Concurrently, the government began to purge and replace the ranks of the police force, with new recruits trained with the assistance of the United States and Canada in an effort to create a new organization without the taint of past corruption. An additional strategy—which has not gone without criticism—has been to bring in (former) citizens of other countries to lead important agencies or regions, including U.S.-born Natalie Jaresko to head the Ministry of Finance, Lithuanian Aivaras Abromavicius as Minister of Economy and Trade, and both Georgian Mikheil Saakashvili and Russian Maria Gaidar to provide leadership in the Odessa region. Among the greatest successes of this policy was Jaresko’s major restructuring of the country’s external public debt in August 2015, reducing the principal and lengthening the repayment schedule.

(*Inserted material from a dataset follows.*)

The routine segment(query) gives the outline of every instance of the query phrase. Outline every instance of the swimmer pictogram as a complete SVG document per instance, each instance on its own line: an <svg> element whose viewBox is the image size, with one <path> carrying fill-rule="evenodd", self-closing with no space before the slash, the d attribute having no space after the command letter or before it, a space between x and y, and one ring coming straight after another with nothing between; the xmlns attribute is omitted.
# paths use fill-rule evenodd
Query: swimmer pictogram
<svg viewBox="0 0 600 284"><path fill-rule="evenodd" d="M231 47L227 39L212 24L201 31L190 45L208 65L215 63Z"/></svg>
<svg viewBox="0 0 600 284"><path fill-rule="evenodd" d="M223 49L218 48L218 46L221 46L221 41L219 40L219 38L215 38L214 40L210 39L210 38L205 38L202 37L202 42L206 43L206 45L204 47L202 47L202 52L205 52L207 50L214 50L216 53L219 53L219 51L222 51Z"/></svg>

At the same time, enormous problems remain. In terms of macroeconomic numbers, the country continues to live under a sword of Damocles. As of the start of December 2015, the government still had not submitted a 2016 budget that met IMF goals of “further reduc[ing] the budget deficit and the public debt to saver levels.” External private debt remains high, and mortgages denominated in foreign currency threaten to either swamp Ukrainian homeowners or pit Ukraine against private international banks. The hryvnia, inflation, and the budget are all susceptible to shocks related to the war. Russia still controls levers that affect Ukraine’s economy, including a $3 billion Eurobond and a recent decision to suspend free trade with Ukraine from January 2016. Reports of corruption scandals still permeate the media, and a study released by Transparency International in August 2015 shows many citizens do not believe corruption has diminished since the Euromaidan. Furthermore, oligarchs remain, and the arrests and prosecutions that have occurred may be more about settling political scores than creating a level playing field in the economic realm.

From the perspective of the IMF, the Ukrainian government has achieved more than might reasonably have been expected over the past year and a half. Celebrations, however, should be tempered for two main reasons. First, the macroeconomic achievements are precarious and have been possible partly because of fortuitous external conditions, especially low world energy and commodity prices, rather than the actions of the government. Second, the deeper challenges of changing how Ukraine’s political economy functions are far more difficult to overcome. The history of economic development does not provide clear instructions for eliminating corruption and oligarchic influence. At best, it shows countries that have incorporated such phenomena into a system that also provides significant benefits to the rest of society. Ukraine’s evolution over the next several years may provide another window on that process.

Andrew Barnes is Associate Professor and Chair of the Department of Political Science at Kent State University.